FYI, here is the source to Balloc() from https://sourceware.org/newlib/ :

_Bigint *
Balloc (struct _reent *ptr, int k)
{
 int x;
 _Bigint *rv ;
 
 _REENT_CHECK_MP(ptr);
 if (_REENT_MP_FREELIST(ptr) == NULL)
 {
 /* Allocate a list of pointers to the mprec objects */
 _REENT_MP_FREELIST(ptr) = (struct _Bigint **) _calloc_r (ptr, 
						 sizeof (struct _Bigint *),
						 _Kmax + 1);
 if (_REENT_MP_FREELIST(ptr) == NULL)
	{
	 return NULL;
	}
 }
 
 if ((rv = _REENT_MP_FREELIST(ptr)[k]) != 0)
 {
 _REENT_MP_FREELIST(ptr)[k] = rv->_next;
 }
 else
 {
 x = 1 << k;
 /* Allocate an mprec Bigint and stick in in the freelist */
 rv = (_Bigint *) _calloc_r (ptr,
				 1,
				 sizeof (_Bigint) +
				 (x-1) * sizeof(rv->_x));
 if (rv == NULL) return NULL;
 rv->_k = k;
 rv->_maxwds = x;
 }
 rv->_sign = rv->_wds = 0;
 return rv;
}

rrnicolay
rrnicolayAuthor
Associate II
December 17, 2019

Thanks for your help, @Bob S​ !

I was already looking at Nadlers post. Implemented his solution. But, for some reason, the UART transmission through DMA inside the _write() function isnt working anymore. It shouldnt have anything to do with that. Still looking to fix this.

The first transmission works, but the DMA transfer complete interrupt never gets triggered.

I'll post any news in near future.

RMcCa
Senior II
December 17, 2019

You could also write your own float to string routine of some sort. Wouldn't be hard, especially if you know the expected data range.​

rrnicolay
rrnicolayAuthor
Associate II
December 19, 2019

My thoughts about this, so far:

I got it working with two solutions, by working I mean that the firmware didnt crash running for some minutes (need more time of testing for a definitive response):

  1. Original faulty firmware (crashing within 1min of operation on the accelerometer example I described) with just removing the sysmem.c file (the one with _sbrk()). Why it works without the _sbrk definition? No idea! I couldnt find _sbrk definition anywhere else. It shouldnt even compile (who calls this after all?). Anyway, this way it works using DMA for UART transmission and its more practical, because I can use the code generated by Cube as is.
  2. Using Nadler's solution.

What I did:

  • changed heap management for the one provided in his post. (thanks Nadler!);
  • Removed sysmem.c (because now it was a duplicated definition of _sbrk());
  • Defined #define configUSE_NEWLIB_REENTRANT 1
  • Had to stop using DMA to transmit data on the UART (redirection using _write()).
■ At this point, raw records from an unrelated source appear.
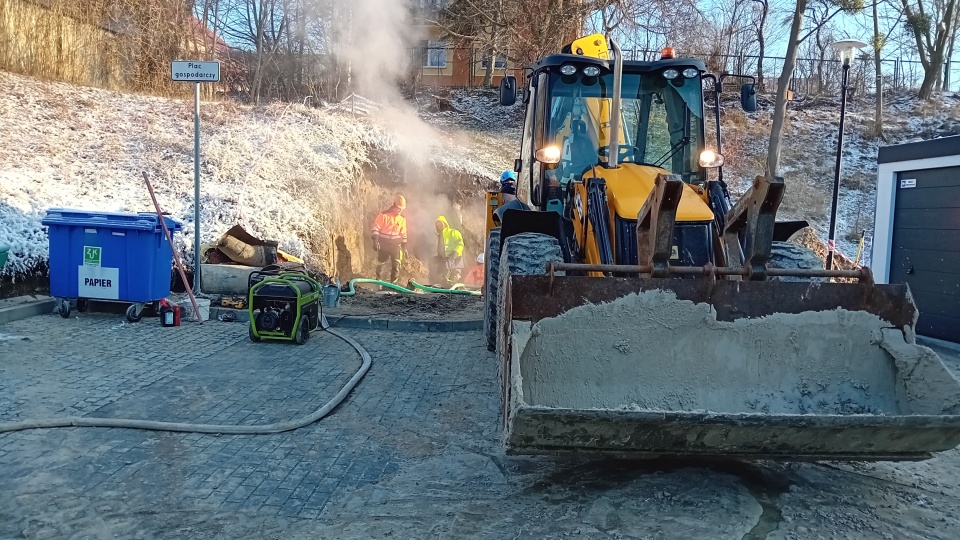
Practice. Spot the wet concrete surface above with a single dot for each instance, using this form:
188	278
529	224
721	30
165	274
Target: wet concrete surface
414	452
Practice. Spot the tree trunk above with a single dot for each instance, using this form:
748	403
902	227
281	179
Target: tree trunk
877	46
930	76
780	108
761	41
488	72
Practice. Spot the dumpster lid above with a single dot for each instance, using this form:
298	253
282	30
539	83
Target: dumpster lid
143	221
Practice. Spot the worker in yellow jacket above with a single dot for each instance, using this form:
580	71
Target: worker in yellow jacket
449	252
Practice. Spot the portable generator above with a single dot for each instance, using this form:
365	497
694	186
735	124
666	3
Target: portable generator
284	306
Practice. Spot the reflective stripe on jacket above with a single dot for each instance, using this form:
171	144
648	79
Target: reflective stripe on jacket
391	226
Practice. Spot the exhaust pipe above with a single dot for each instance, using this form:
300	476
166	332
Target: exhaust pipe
614	140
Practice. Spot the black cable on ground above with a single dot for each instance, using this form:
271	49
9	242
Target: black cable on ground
277	427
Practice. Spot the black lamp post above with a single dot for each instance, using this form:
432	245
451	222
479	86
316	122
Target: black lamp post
847	48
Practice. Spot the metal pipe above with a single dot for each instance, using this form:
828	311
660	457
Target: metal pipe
196	188
704	270
614	139
831	243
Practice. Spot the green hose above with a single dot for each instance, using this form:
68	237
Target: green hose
453	290
401	289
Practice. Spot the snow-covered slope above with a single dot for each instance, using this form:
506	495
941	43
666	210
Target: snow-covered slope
285	172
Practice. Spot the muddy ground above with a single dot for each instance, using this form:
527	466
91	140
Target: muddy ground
389	305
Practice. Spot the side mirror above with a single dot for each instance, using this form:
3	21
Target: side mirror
535	196
508	91
748	97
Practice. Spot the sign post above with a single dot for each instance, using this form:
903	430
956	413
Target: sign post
195	72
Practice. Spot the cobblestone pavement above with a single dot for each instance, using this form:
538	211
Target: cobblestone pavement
412	453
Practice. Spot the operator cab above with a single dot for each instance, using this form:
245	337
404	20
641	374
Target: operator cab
567	130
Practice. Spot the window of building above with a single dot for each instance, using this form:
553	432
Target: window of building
434	54
499	63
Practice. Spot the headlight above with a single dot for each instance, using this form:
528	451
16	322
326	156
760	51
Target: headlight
550	154
710	159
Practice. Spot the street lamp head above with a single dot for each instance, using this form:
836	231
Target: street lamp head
847	49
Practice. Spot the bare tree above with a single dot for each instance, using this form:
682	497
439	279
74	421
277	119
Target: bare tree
878	42
795	39
761	12
932	23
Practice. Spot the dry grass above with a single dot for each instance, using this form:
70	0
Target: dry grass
88	43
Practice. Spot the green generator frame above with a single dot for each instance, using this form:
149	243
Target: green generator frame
283	306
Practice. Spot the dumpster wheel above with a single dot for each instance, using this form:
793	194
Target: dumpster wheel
63	308
135	312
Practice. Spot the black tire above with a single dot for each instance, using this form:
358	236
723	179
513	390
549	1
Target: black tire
524	254
491	270
303	331
63	308
133	315
790	256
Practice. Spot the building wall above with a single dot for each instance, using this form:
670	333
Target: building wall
36	40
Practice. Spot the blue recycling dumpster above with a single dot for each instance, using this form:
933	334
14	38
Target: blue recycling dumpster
108	256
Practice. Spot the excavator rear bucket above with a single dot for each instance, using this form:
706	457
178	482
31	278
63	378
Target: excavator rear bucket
742	369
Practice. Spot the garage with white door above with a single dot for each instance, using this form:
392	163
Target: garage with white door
917	229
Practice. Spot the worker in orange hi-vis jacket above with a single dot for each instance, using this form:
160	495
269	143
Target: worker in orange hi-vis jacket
474	277
390	238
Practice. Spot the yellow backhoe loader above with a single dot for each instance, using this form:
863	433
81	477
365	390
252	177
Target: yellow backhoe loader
636	311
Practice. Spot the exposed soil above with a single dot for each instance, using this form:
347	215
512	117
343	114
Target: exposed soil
390	305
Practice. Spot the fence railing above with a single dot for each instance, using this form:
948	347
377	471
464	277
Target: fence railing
811	76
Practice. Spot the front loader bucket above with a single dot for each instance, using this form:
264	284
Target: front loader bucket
742	369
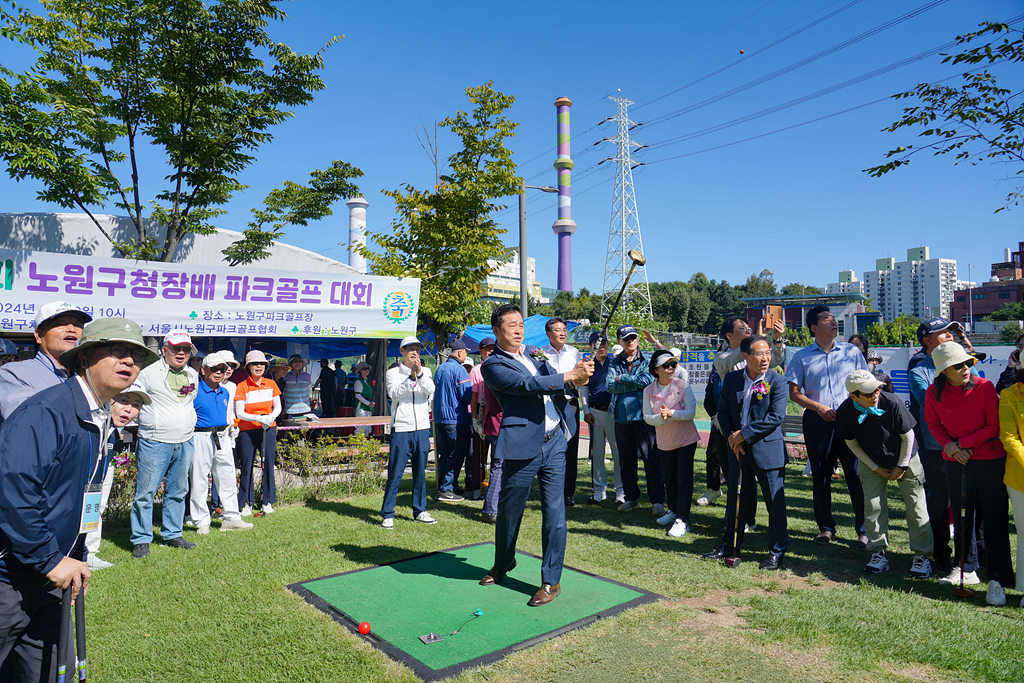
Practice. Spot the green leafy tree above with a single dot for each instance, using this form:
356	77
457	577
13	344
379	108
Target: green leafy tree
203	82
894	333
799	289
446	236
977	120
1008	311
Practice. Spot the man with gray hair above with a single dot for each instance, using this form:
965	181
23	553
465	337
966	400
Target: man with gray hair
58	327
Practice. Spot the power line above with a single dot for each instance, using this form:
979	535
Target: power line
765	49
795	66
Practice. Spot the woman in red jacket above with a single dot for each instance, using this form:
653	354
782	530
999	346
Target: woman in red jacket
963	412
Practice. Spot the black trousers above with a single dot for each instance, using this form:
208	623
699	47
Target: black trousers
636	441
987	494
824	447
677	466
716	467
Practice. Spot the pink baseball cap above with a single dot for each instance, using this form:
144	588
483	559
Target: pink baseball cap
175	337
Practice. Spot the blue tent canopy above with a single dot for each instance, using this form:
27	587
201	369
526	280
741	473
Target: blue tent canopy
535	334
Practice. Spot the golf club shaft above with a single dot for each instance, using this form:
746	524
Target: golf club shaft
62	636
80	635
614	306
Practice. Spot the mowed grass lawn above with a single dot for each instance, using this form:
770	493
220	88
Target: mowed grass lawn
221	612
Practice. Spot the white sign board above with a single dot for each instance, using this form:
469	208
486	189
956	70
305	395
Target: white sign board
209	301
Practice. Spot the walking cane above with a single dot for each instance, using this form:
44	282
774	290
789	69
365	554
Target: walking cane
734	560
961	591
62	638
80	634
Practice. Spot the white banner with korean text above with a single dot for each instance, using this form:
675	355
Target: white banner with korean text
208	300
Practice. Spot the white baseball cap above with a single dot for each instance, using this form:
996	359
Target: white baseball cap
862	381
54	308
175	337
409	341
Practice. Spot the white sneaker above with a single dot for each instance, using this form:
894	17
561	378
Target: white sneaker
678	528
921	567
709	497
667	518
878	563
970	579
425	518
995	596
96	563
235	524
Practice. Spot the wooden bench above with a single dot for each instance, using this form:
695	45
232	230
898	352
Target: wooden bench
793	429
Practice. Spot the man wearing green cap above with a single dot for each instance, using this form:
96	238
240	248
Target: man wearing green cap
53	450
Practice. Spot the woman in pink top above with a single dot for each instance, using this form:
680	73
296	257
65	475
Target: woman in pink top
669	404
963	412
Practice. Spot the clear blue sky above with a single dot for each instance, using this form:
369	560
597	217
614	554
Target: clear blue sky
797	203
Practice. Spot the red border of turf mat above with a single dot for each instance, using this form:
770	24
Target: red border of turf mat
428	674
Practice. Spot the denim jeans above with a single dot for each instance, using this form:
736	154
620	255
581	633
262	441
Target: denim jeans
453	447
156	462
407	447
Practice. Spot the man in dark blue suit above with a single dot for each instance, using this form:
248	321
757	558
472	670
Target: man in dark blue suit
531	442
751	413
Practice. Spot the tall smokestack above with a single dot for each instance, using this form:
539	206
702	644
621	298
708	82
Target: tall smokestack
356	231
564	226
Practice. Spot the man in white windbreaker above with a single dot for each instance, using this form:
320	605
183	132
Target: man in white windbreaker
410	387
165	443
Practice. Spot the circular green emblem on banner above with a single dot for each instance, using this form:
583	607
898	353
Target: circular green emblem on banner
398	306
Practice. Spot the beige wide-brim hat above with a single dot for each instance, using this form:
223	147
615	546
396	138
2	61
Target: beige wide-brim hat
949	354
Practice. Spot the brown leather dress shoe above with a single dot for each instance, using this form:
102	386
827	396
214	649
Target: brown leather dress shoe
496	577
545	595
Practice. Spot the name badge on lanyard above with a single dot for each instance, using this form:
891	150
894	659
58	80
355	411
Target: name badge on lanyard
94	491
90	508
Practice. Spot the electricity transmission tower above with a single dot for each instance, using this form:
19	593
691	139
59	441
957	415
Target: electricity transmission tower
624	233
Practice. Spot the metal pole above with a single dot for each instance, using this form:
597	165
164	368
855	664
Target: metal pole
970	285
523	289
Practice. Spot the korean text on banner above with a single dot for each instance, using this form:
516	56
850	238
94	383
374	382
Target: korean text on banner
208	300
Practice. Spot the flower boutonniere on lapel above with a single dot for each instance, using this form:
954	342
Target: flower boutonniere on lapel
761	389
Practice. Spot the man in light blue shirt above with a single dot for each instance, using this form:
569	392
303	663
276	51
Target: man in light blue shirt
817	382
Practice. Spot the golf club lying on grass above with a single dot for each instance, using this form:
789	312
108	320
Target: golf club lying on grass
80	634
734	560
961	591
Despite being called with the right parameters, the _write() function was getting stuck in the second call, where I check for UART state (was busy forever).

What worries me the most, its that I cant understand whats going on.

shorai
Associate III
December 19, 2019

I often run into problems with sprintf overflowing a buffer, as well as RTOS not allocating enough space for a task, both are my fault.

Running in the debugger and catching the place where the error occurs is often the best approach as the stacks (and memory) may be badly mangled before the fault transpires. i.e. don't necessarily look at the Hard fault registers, by then it may be too late. Rather look at what is goingon immediately before the fault.

Try switching tasks off and isolate the problem to a task or short piece of code.

Formatting and parsing floating point is non trivial and may consume yards of stack with all it's ifs, buts and maybes. You may want to try an alternate sprintf or even ftoa.

In embedded I generally know the range of your FP numbers, so can easily do work arounds. e.g. multiply/divide by 1000s and print as integer with metric suffixes. I once wrote a function to auto scale from 10^24 to 10^-24, (yotta to yocto) very simple and quick.

For embedded work, I prefer to limit usage of malloc and free as sooner or later I get into garbage collection of some form.

As a result I usually use stack space or pre-allocated buffers. It's surprising how little you can get away with without adding complexity to the code.

My code simplified substantially once I learned to work with tasks and static buffers.

BBasn.1
Visitor II
January 23, 2024

I had the same problem, which kept me baffled for a very long time. 

I just doubled the "Stack Size(Words)" from "128" to "256" from RTOS -> "Tasks and Queues" and my problem was solved.